Addressing the common risk factors that cause coronary artery disease (CAD) can help prevent the worsening of heart diseases, according to Dr. Rodney Jimenez, an interventional cardiologist from St. Luke’s Medical Center. In a recent health forum organized by the Philippine College of Physicians (PCP), Dr. Jimenez shed light on the causes and prevention of CAD.
CAD is primarily caused by the thickening of plaque, which consists of cholesterol deposits in the arteries that supply blood from the heart. This plaque buildup can lead to heart attacks and breathing difficulties. Dyslipidemia, a condition characterized by abnormal levels of fats and cholesterol in the blood, is a widely established independent risk factor for CAD.
Dr. Jimenez emphasized the importance of addressing modifiable risk factors to treat CAD effectively. For instance, individuals with a BMI (body mass index) of 24 and above should consider losing weight. Additionally, reducing the consumption of salty food and foods high in saturated and trans fats, while adopting a healthier lifestyle with regular physical activity, can significantly contribute to preventing the progression of CAD.
It’s crucial to recognize other risk factors associated with CAD, such as genetics, family history of heart diseases, diabetes, hypertension, obesity, lack of physical activity, sleep apnea, and excessive smoking. By identifying and managing these risk factors, individuals can take proactive steps towards preventing CAD and its complications.
Dr. Jimenez also highlighted the importance of recognizing the symptoms of CAD. Chest pain, weakness, lightheadedness, nausea, shoulder pain or discomfort, and shortness of breath are common symptoms experienced during activities that require physical effort, such as walking, lifting, or exercising.

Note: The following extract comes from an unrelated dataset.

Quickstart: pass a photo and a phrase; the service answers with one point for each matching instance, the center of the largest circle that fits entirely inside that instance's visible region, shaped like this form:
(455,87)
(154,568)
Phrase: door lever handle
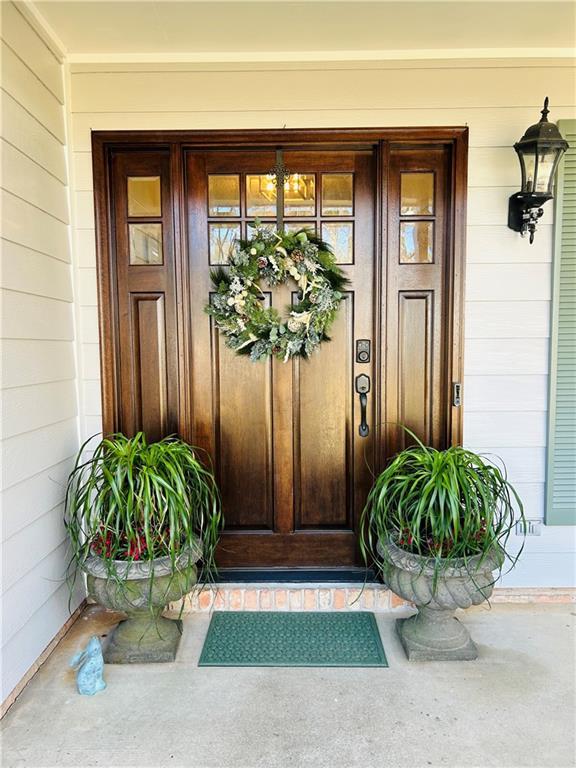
(363,387)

Individuals who frequently experience these symptoms, even at rest, should consult a physician for testing and appropriate medication.
When it comes to CAD, there are three types: mild, stable, and acute coronary syndrome. Understanding the differences between these types is crucial for appropriate diagnosis and treatment. Mild CAD refers to a relatively less severe form, while stable CAD indicates a chronic condition that does not worsen over time. Acute coronary syndrome, on the other hand, refers to a sudden and severe blockage of the heart’s blood supply, requiring immediate medical attention.
By addressing modifiable risk factors, recognizing symptoms, and understanding the different types of CAD, individuals can take proactive measures to prevent the progression of this potentially life-threatening condition. Regular check-ups, healthy lifestyle choices, and effective management of risk factors can significantly reduce the risk of developing CAD and its associated complications.
It’s important to consult a healthcare professional for personalized advice and guidance based on individual risk factors and medical history. By working together, patients and healthcare providers can create an effective plan to address CAD and promote heart health.